Speech ethics (James 3)

Bilderesultat for speech

James’ guidelines on speech ethics, while rooted in the Old Testament and the teachings of Jesus, were also in harmony with widespread social conventions in the ancient world. The comparison of the tongue to the rudder of a ship (James 3:4), for example,  had been made generations earlier by the ancient Egyptian sage Amenemope. The image of the tongue as a destructive fire (3:6) has parallels in Hellenistic literature (e.g. in the writings of Seneca and Plutarch). The same may be said for the importance of being slow to speak (1:19) and for the need to mach words with deeds (1:22); the Roman Cicero also affirmed this ideal. James’ absolute prohibition against oaths (5:12, cf. Matthew 5:33-37) was a Christian distinctive, but even here Greco-Roman writers agreed that a person’s character ought to be so blameless that oaths were not strictly necessary (such ideas are expressed by the classical writers Epictetus and Diogenes Laertius).

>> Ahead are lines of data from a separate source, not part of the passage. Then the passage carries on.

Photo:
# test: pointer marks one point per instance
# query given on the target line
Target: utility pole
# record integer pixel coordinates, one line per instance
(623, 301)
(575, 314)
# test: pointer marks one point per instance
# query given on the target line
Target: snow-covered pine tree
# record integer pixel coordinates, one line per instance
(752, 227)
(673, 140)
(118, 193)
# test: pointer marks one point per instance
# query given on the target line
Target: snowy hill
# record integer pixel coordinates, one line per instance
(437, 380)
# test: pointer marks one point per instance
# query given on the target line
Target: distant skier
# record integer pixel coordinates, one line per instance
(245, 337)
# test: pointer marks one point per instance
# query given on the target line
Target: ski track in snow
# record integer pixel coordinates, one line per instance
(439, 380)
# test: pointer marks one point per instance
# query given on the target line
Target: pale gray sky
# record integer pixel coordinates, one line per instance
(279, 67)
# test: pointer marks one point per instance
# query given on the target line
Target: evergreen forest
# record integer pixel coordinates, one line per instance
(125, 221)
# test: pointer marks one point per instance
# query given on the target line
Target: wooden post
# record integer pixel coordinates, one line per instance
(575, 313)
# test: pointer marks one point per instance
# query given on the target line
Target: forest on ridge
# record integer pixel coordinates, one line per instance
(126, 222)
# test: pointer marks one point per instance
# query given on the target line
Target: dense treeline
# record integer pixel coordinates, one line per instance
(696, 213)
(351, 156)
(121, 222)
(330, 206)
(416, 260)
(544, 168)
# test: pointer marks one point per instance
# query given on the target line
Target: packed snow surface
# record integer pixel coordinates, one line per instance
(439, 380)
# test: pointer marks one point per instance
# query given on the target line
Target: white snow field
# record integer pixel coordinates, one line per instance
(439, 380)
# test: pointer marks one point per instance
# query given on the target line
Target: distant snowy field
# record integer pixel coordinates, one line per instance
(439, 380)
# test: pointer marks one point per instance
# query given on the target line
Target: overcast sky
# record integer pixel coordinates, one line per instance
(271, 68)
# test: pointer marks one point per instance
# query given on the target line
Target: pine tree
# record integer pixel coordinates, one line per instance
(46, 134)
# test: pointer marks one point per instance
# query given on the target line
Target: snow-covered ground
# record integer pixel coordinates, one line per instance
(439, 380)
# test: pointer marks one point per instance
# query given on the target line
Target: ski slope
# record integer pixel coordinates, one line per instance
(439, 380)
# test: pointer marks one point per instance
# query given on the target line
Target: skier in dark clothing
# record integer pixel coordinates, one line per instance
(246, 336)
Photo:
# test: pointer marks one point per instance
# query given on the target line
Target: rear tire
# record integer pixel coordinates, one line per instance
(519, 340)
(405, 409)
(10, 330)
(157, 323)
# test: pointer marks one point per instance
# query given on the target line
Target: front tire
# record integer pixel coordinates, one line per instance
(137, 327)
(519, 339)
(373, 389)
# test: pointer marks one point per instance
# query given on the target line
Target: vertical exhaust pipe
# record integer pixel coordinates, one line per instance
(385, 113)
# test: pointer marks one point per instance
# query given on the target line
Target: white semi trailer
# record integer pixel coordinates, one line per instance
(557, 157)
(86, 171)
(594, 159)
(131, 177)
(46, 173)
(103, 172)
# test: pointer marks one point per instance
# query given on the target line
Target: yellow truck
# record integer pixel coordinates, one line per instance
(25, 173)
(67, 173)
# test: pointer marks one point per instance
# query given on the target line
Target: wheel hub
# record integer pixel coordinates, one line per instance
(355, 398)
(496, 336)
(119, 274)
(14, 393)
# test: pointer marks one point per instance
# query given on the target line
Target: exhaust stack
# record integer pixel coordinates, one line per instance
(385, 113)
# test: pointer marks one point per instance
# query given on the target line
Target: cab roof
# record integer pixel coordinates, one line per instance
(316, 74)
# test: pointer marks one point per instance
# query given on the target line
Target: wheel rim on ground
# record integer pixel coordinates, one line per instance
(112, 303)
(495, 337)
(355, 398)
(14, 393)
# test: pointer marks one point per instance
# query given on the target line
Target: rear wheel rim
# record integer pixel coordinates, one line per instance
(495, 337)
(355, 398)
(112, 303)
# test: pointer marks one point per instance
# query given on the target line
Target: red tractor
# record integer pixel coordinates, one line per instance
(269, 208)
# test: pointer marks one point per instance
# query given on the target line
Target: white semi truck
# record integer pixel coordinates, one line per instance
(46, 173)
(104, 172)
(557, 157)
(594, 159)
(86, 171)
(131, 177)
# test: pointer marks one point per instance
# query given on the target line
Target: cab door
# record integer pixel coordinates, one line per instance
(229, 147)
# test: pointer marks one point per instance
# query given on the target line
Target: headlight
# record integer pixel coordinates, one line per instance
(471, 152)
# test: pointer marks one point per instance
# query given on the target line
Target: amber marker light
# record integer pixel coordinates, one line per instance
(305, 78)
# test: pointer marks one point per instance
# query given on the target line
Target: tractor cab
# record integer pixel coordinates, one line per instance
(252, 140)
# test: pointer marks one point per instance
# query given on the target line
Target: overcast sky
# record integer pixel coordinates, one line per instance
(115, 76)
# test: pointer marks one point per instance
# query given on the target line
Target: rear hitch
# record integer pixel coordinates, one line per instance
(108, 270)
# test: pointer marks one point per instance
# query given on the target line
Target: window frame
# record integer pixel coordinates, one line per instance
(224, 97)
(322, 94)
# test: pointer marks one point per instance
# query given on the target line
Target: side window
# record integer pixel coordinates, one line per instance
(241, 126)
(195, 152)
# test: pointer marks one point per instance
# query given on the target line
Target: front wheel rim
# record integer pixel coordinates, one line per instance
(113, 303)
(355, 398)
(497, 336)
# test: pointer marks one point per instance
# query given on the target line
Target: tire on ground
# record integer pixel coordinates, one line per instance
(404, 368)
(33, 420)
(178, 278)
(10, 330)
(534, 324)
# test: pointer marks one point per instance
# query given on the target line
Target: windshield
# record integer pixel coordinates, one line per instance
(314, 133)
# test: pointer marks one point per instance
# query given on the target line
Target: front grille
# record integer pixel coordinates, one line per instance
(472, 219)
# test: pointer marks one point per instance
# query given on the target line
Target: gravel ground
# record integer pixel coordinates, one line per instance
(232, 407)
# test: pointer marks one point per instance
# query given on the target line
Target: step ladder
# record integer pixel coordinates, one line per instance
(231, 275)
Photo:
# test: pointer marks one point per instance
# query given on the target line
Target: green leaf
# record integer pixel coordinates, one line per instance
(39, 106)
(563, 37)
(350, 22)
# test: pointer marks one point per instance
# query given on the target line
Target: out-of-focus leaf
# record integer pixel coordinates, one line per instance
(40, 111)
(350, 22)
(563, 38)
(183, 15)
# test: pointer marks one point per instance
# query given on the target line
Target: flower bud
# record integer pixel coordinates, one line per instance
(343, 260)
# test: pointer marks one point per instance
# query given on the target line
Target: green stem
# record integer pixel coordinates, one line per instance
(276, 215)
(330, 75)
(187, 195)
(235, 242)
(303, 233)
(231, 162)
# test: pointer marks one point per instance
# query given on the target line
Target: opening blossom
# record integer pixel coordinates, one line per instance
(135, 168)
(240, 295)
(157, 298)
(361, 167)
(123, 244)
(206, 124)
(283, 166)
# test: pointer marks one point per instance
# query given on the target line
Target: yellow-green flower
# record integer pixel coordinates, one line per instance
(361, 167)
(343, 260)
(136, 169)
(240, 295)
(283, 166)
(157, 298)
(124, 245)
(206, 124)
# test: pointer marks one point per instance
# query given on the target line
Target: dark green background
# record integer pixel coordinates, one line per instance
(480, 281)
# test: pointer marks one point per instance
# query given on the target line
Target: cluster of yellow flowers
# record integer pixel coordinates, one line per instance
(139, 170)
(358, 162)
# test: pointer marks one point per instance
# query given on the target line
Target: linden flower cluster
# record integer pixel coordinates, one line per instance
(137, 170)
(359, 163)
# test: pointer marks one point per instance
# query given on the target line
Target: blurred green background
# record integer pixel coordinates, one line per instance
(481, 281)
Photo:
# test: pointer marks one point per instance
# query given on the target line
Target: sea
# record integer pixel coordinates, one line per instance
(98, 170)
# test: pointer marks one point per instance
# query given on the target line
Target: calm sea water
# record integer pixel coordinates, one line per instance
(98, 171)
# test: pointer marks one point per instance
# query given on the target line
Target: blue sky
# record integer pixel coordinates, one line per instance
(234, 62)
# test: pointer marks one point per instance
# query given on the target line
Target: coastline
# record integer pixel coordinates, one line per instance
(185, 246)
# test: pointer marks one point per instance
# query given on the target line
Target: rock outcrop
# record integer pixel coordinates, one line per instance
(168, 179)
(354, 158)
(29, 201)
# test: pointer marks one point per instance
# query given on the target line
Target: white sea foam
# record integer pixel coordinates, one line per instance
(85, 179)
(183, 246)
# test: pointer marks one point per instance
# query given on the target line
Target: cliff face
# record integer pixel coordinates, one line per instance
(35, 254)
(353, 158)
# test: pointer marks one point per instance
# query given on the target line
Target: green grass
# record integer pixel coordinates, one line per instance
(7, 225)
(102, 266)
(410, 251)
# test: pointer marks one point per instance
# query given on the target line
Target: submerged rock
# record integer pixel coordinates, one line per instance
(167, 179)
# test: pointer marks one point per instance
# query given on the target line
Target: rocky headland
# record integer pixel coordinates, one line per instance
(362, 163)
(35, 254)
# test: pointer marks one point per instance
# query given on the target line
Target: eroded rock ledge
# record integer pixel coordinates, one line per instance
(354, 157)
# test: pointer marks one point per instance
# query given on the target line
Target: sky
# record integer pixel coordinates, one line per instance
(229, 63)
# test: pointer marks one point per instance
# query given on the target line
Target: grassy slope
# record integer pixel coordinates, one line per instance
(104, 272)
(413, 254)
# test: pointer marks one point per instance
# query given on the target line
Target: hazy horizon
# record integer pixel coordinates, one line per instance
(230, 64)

It is important to realize that these standards of Christian behaviour have parallels in the best ethical literature of the ancient world. This reminds us, first, that the Bible does not claim to be presenting new moral standards. The morality it proclaims is for the most part ancient and universal. Second, the parallels reminds us that the Bible texts affirmed what was good and true in the culture around the writers and their audiences. Biblical authors did not perceive themselves to be invariably opposed to the norms of their day (see Philippians 4:8).